I want to be fair, and Judge Haedicke's interpretation of the tendentious nature of the Düsseldorf Regional Court's questions to the EU court is consistent with mine except that there's another aspect he doesn't address: the Düsseldorf court's decision to refer these questions to the EU court at all is also a statement, and it's contrary to the tone of the questions themselves. So basically the Düsseldorf court made an anti-Orange-Book-Standard decision, which has serious implications for a variety of German FRAND cases, but it then tried to show some loyalty to its past approach. At any rate, Judge Haedicke should have declined to answer these questions, and in particular he should not have alleged a "bias" on the part of his lower court.
Google could handle all of this in a much classier way. In its defense of Microsoft's substantive criticism of the Haedicke testimony, Google's Motorola even tries to get mileage out of his status as a judge, instead of claiming that he testifies in his other capacity (that of a university professor). In its opposition to Microsoft's Daubert motion Google consistently refers to Professor Haedicke as "Judge Haedicke", mentioning his job as a professor only after his judicial role ("Microsoft is unable to find any fault with Judge Haedicke's credentials--he is a highly-qualified German judge and professor and an expert in German patent law."). Google presumably hopes that Judge Robart or an appeals court will view and treat Judge Haedicke as a colleague and afford him so much deference that his testimony won't be excluded.

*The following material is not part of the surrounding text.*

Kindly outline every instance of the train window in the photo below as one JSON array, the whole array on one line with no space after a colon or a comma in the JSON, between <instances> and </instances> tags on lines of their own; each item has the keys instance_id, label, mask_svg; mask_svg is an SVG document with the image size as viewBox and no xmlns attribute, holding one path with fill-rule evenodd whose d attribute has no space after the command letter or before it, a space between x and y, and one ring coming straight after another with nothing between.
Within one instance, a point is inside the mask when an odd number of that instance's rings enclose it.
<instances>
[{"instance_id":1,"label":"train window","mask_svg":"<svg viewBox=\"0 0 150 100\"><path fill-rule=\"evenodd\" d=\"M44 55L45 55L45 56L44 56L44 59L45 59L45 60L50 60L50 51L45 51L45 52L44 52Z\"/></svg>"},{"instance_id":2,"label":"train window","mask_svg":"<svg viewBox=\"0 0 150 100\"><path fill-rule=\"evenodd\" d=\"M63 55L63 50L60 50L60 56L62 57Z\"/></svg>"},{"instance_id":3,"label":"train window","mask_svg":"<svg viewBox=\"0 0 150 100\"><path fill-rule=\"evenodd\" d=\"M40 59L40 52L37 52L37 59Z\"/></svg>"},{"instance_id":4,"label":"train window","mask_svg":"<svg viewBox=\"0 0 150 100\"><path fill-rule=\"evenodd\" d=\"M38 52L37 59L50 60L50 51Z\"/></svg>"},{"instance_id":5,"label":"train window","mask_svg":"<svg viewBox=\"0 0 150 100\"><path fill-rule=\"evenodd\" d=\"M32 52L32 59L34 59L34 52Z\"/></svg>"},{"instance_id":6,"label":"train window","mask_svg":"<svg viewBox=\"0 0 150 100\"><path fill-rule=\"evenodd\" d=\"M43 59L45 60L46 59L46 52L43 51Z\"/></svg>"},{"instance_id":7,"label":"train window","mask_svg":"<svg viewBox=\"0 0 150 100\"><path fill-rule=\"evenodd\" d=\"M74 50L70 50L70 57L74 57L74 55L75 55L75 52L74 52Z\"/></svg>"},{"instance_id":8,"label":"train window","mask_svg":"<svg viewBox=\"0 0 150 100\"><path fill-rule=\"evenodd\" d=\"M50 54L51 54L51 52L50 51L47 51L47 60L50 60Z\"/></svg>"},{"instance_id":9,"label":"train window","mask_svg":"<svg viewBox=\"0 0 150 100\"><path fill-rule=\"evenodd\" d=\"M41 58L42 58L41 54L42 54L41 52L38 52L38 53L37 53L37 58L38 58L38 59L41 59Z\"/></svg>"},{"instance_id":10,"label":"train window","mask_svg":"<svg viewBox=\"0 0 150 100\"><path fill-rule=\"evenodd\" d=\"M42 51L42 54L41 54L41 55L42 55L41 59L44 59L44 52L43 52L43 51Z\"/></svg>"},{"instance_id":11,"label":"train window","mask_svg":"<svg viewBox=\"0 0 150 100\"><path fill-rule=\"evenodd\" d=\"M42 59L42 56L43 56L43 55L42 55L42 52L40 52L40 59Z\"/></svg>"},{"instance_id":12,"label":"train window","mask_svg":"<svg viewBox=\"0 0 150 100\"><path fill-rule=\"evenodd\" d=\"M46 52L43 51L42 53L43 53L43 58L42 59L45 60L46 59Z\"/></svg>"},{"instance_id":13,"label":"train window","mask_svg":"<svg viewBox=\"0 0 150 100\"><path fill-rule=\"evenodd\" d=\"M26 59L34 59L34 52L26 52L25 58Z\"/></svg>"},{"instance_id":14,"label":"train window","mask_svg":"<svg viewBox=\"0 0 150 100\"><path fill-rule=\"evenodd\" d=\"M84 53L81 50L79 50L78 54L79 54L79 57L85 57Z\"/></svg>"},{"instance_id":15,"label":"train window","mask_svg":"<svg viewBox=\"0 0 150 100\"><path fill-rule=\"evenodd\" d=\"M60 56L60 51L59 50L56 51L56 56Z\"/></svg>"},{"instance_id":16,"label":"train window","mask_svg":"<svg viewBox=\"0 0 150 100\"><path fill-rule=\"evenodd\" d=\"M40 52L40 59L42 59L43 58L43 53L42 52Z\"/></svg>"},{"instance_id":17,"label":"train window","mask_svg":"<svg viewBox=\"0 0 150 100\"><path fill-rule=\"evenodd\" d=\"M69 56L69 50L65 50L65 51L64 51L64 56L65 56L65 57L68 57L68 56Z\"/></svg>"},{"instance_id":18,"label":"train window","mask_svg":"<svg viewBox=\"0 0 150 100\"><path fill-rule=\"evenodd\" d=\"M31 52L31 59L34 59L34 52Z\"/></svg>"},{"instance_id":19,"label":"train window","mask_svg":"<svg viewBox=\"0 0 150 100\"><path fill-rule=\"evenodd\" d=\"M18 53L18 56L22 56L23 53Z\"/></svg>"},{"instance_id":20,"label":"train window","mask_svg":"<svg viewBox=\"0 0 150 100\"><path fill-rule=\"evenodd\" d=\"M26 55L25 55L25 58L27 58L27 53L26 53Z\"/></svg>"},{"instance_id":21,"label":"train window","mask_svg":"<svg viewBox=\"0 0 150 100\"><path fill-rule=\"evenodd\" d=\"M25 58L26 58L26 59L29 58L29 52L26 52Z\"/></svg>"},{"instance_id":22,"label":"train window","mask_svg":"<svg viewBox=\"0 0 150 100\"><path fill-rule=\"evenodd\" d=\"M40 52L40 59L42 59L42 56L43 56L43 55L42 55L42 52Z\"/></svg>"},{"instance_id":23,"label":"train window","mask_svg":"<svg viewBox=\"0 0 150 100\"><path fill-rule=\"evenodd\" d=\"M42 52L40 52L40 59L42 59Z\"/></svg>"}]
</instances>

This is just my personal opinion, but as a German I'd actually appreciate if Judge Robart could grant Microsoft's Daubert motion because I believe it could reflect negatively on my country in some Americans' eyes if a Google-paid German judge takes the (paid) witness stand at a Seattle trial and gets asked some tough questions. It would be nice if this spectacle could be avoided. I don't have much hope that Google will withdraw him, or that he will resign voluntarily. Microsoft's criticism is indeed unrelated to his role as a judge. It's only about the (alleged lack of) substance of his testimony, as the sentence I quoted from Google's opposition brief shows.